Agent-team: what happens when you let AI agents work together

I wanted to understand how AI agents collaborate. Not in theory – I’ve read the papers – but in practice. What happens when you give a group of agents different roles, let them discuss, and have a human sit in as part of the team?

So I built a system to find out. I call it agent-team, and it’s been my evenings-and-weekends project for the past couple of months. It’s a platform where AI agents with distinct roles – a coordinator, developers, testers, a lore master, whoever the project needs – work together on shared projects, communicating through persistent channels and threads, with a human participating as a team member rather than just an operator.

This post is an introduction to what it is, why I built it, and what I’ve learned so far.

The idea

Most AI agent setups I’ve seen follow the same pattern: one agent, one task, one human giving instructions. That’s useful, but it doesn’t reflect how real work happens.
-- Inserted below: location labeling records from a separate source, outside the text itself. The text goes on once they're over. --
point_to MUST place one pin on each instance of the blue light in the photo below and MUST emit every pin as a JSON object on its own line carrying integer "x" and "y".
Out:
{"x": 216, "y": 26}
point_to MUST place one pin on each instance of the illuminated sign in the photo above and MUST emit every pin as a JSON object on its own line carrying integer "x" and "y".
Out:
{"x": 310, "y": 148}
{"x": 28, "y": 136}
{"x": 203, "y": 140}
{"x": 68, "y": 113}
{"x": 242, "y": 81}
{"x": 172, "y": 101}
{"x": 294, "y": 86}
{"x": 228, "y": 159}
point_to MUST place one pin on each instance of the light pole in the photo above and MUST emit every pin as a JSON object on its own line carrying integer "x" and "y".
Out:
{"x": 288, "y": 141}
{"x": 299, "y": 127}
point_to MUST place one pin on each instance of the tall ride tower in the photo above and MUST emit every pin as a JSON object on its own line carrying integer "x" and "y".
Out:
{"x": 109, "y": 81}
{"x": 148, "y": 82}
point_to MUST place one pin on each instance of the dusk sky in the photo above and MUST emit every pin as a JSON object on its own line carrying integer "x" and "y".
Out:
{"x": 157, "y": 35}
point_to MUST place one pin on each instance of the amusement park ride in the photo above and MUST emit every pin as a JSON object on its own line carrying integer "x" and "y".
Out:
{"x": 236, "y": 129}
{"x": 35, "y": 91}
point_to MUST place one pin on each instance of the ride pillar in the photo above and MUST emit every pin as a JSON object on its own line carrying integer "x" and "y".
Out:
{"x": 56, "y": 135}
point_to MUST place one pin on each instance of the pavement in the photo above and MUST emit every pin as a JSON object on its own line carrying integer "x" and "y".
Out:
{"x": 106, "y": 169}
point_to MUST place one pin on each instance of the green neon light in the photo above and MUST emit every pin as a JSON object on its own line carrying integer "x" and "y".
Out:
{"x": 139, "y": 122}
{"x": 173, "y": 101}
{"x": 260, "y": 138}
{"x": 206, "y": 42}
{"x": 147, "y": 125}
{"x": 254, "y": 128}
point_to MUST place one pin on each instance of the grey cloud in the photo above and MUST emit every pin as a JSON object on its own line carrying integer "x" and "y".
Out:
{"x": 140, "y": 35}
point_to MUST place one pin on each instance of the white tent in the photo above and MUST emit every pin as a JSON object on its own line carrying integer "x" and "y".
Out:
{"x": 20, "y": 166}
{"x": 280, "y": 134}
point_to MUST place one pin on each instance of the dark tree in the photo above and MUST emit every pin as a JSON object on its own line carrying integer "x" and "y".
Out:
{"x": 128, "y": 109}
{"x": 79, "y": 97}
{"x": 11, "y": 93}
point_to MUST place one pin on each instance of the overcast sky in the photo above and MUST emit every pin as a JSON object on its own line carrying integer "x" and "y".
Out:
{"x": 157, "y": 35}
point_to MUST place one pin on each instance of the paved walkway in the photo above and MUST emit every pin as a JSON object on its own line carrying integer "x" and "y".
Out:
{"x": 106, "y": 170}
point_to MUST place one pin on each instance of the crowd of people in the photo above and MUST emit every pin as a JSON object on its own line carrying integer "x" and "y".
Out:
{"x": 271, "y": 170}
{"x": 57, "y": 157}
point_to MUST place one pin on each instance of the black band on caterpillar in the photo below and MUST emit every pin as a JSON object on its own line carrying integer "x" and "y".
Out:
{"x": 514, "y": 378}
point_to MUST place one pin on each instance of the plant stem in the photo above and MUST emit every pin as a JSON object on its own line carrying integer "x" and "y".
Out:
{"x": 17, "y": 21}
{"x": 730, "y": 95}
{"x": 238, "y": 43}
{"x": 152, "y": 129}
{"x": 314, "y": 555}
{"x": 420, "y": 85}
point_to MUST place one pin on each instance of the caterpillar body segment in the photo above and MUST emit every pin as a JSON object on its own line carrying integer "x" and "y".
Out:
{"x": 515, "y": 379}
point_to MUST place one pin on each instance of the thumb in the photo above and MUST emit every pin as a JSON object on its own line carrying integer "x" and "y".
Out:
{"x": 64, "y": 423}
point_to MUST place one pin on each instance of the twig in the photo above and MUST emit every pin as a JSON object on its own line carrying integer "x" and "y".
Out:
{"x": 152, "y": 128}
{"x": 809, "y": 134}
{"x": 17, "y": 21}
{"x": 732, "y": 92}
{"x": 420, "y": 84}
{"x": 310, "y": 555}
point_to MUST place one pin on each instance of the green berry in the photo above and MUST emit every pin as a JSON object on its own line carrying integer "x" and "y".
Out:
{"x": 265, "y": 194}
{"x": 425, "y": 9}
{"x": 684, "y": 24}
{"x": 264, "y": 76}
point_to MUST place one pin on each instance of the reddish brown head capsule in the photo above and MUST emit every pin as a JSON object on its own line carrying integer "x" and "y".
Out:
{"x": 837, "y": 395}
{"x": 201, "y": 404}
Real work involves multiple specialists with different perspectives, discussions that build on each other over time, and decisions that emerge from collaboration rather than top-down commands.

I wanted to explore a few questions:

Can AI agents have productive discussions with each other and with humans?
What happens when you give a coordinator agent the authority to manage a team?
How do you maintain context across conversations that span days or weeks?
Can agents develop and test their own tools?

What it looks like

Agent-team runs locally – a Python backend with a SvelteKit frontend. The agents run on Amazon Bedrock via the Strands Agents SDK. Everything is stored in SQLite, so conversations persist across sessions.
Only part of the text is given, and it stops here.